Foi a 19 de Setembro de 2024, no bairro da Boleia, que o então candidato falou alto e claro. Falou como quem semeia futuro diante de uma multidão que acreditou. Falou da reabertura da fábrica de castanha de caju, prometendo trabalho onde hoje mora o desemprego juvenil. Falou da construção de uma escola secundária no Inguri, não em qualquer ponto do mapa, mas ali mesmo, onde os estudantes crescem com sonhos maiores que as salas disponíveis. Falou da ampliação e melhoria do Hospital Rural de Angoche, para que deixasse de ser apenas um lugar de chegada urgente e passasse a ser um espaço de cuidado digno. Falou ainda da expansão da rede eléctrica, como quem acende luzes para o desenvolvimento e não apenas lâmpadas nas paredes.

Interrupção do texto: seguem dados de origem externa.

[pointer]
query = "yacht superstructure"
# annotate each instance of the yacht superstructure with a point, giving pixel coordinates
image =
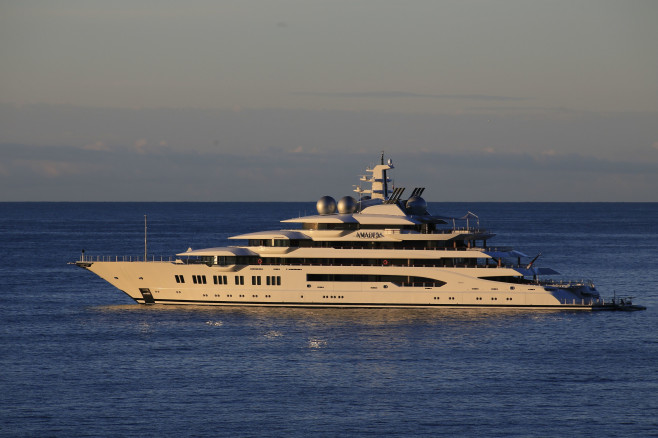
(378, 251)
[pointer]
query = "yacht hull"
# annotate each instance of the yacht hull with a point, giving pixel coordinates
(156, 283)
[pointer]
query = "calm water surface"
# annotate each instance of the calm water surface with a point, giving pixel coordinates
(78, 358)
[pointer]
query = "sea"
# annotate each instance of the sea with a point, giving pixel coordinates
(78, 358)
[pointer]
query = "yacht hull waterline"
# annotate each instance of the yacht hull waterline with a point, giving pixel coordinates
(375, 252)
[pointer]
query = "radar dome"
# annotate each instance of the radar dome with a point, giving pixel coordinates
(346, 205)
(326, 205)
(416, 206)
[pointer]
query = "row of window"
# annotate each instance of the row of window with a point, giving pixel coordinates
(270, 280)
(447, 262)
(364, 244)
(398, 280)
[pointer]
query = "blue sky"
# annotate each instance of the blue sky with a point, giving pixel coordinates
(290, 100)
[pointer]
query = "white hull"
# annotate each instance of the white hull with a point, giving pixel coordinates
(154, 283)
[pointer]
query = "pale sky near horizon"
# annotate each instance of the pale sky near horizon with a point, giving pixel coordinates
(290, 100)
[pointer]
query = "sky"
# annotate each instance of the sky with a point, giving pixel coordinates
(291, 100)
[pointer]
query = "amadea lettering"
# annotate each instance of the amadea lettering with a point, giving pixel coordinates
(369, 234)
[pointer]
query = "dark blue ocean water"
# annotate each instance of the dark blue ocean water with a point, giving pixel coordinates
(78, 358)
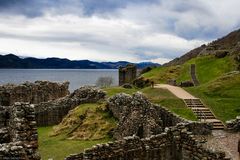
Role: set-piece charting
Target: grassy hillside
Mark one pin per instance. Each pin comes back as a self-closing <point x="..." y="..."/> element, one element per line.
<point x="86" y="122"/>
<point x="207" y="67"/>
<point x="58" y="147"/>
<point x="222" y="95"/>
<point x="158" y="96"/>
<point x="218" y="91"/>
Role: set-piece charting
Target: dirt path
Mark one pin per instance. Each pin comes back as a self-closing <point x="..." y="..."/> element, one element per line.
<point x="220" y="140"/>
<point x="177" y="91"/>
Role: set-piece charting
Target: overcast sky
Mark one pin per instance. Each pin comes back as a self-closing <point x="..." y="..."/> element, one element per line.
<point x="113" y="30"/>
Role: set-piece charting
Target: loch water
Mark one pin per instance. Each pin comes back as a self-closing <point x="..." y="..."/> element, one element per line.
<point x="76" y="77"/>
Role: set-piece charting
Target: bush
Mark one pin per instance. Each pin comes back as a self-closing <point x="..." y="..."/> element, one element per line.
<point x="104" y="81"/>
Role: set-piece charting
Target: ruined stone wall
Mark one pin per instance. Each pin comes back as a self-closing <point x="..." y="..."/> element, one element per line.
<point x="138" y="116"/>
<point x="39" y="91"/>
<point x="234" y="125"/>
<point x="18" y="132"/>
<point x="127" y="74"/>
<point x="175" y="143"/>
<point x="52" y="112"/>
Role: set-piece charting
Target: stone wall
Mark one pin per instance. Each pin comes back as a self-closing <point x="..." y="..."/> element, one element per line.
<point x="175" y="143"/>
<point x="18" y="133"/>
<point x="234" y="125"/>
<point x="137" y="116"/>
<point x="52" y="112"/>
<point x="39" y="91"/>
<point x="127" y="74"/>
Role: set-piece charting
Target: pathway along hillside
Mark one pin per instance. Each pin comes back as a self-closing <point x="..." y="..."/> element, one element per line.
<point x="202" y="112"/>
<point x="220" y="139"/>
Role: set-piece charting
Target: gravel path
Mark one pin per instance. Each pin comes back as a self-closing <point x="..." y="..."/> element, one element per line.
<point x="221" y="140"/>
<point x="177" y="91"/>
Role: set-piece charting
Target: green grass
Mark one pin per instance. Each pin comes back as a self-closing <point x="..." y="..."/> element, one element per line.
<point x="221" y="95"/>
<point x="115" y="90"/>
<point x="159" y="96"/>
<point x="170" y="101"/>
<point x="89" y="121"/>
<point x="209" y="68"/>
<point x="58" y="147"/>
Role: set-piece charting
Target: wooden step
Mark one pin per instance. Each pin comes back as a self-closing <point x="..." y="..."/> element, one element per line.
<point x="205" y="117"/>
<point x="218" y="127"/>
<point x="196" y="106"/>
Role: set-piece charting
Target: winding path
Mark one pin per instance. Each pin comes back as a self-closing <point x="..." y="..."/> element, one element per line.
<point x="202" y="112"/>
<point x="177" y="91"/>
<point x="193" y="75"/>
<point x="219" y="140"/>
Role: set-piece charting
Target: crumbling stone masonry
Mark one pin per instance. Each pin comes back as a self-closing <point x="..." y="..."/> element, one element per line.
<point x="18" y="132"/>
<point x="176" y="143"/>
<point x="137" y="116"/>
<point x="234" y="125"/>
<point x="127" y="74"/>
<point x="52" y="112"/>
<point x="39" y="91"/>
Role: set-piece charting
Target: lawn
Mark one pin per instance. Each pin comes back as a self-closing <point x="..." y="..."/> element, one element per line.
<point x="221" y="95"/>
<point x="57" y="147"/>
<point x="159" y="96"/>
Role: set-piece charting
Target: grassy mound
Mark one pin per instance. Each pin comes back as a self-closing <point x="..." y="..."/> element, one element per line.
<point x="159" y="96"/>
<point x="207" y="68"/>
<point x="86" y="122"/>
<point x="58" y="147"/>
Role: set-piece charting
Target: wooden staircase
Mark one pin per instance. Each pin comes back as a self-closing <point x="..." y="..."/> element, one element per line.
<point x="203" y="113"/>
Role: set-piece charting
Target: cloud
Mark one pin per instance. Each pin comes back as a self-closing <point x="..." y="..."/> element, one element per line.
<point x="110" y="30"/>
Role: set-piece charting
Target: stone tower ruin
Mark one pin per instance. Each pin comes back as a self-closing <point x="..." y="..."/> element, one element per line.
<point x="127" y="74"/>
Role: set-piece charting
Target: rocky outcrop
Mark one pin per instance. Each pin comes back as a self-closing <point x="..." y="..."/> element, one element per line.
<point x="18" y="133"/>
<point x="37" y="92"/>
<point x="174" y="143"/>
<point x="234" y="125"/>
<point x="52" y="112"/>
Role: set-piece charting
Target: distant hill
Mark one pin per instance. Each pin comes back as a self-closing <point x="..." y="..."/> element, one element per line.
<point x="13" y="61"/>
<point x="230" y="44"/>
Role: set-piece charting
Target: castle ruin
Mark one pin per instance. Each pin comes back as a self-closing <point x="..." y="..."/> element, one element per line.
<point x="127" y="74"/>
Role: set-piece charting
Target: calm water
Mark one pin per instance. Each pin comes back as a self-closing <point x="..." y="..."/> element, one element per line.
<point x="76" y="77"/>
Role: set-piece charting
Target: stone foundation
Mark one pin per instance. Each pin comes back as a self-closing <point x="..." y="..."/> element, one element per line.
<point x="176" y="143"/>
<point x="234" y="125"/>
<point x="39" y="91"/>
<point x="52" y="112"/>
<point x="137" y="116"/>
<point x="18" y="132"/>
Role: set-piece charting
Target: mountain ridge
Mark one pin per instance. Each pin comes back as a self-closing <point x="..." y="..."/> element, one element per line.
<point x="230" y="44"/>
<point x="11" y="61"/>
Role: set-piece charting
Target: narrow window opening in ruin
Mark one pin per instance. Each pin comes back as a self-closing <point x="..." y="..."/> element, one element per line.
<point x="140" y="132"/>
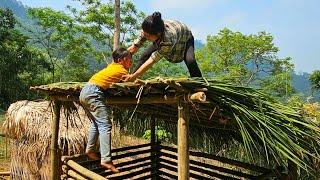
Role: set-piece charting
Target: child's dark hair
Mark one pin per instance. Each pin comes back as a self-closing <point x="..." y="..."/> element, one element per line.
<point x="119" y="53"/>
<point x="153" y="24"/>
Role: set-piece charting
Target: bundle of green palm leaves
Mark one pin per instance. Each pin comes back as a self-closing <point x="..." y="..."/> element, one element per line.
<point x="266" y="126"/>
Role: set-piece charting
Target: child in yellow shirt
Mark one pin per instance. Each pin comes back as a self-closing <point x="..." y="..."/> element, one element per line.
<point x="93" y="100"/>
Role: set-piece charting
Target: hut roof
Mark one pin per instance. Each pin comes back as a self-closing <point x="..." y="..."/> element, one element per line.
<point x="247" y="115"/>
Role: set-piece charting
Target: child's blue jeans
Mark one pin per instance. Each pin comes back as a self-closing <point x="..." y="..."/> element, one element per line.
<point x="94" y="101"/>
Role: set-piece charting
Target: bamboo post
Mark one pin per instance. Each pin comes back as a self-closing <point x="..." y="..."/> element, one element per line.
<point x="153" y="148"/>
<point x="292" y="170"/>
<point x="55" y="160"/>
<point x="183" y="140"/>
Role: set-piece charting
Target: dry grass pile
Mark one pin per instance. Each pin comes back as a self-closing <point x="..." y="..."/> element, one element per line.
<point x="29" y="124"/>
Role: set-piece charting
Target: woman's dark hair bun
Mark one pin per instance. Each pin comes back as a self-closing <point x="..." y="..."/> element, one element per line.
<point x="156" y="16"/>
<point x="153" y="24"/>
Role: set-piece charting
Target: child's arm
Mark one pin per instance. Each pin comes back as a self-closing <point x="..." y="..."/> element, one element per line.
<point x="145" y="66"/>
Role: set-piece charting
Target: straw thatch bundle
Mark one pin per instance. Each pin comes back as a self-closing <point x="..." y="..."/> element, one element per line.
<point x="29" y="124"/>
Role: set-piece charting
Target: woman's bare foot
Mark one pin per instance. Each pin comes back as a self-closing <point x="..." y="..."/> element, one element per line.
<point x="110" y="166"/>
<point x="93" y="155"/>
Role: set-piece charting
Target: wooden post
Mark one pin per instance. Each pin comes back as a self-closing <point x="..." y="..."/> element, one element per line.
<point x="153" y="148"/>
<point x="183" y="140"/>
<point x="54" y="149"/>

Hoje, quase um ano depois, escrevemos não com raiva, mas com ritmo. Não para acusar, mas para lembrar, porque a cidadania também tem poesia quando cobra. A escola do Inguri continua em espera, e a espera também educa: ensina-nos a exigir com clareza. Queremos a escola ali, no Inguri, como foi dita, como foi ouvida, como foi sonhada. Nem deslocada, nem reinterpretada, nem empurrada para amanhã.

O hospital continua a pedir fôlego. Queremos vê-lo crescer, ganhar corpo, ganhar resposta, ganhar humanidade. Queremos que seja o hospital que o discurso prometeu e a dor diária exige. A fábrica de castanha de caju permanece fechada, e cada portão trancado é um jovem parado, um futuro suspenso, uma economia que não gira. Reabrir a fábrica não é nostalgia industrial; é urgência social.

Importa dizer, e dizer com elegância firme: não controlamos apenas promessas escritas em manifestos ou alinhadas em planos quinquenais. Controlamos a palavra dita em voz alta, no comício popular, diante do povo. Porque ali, na praça, a promessa ganha peso moral. E é por isso que lembramos.

Foi assim que lembrámos ao Presidente do Município, João Ferreira (Mandevo 2019), a prometida praia artificial. Não com insultos, mas com insistência. Não com barulho vazio, mas com memória. E hoje, ainda que lentamente, alguns sinais começam a aparecer. Porque quando o povo lembra, o poder acaba por ouvir.

Esta crónica é um sussurro que quer chegar ao gabinete presidencial. Um lembrete escrito com respeito, mas sem timidez. Tchapo, tchapo, como quem diz: depressa, mas com cuidado; rápido, mas com compromisso. Angoche está atenta. Não esqueceu o comício, não esqueceu a Boleia, não esqueceu as palavras.

A memória também governa.
E Angoche continua aqui, à espera que a palavra caminhe até à obra.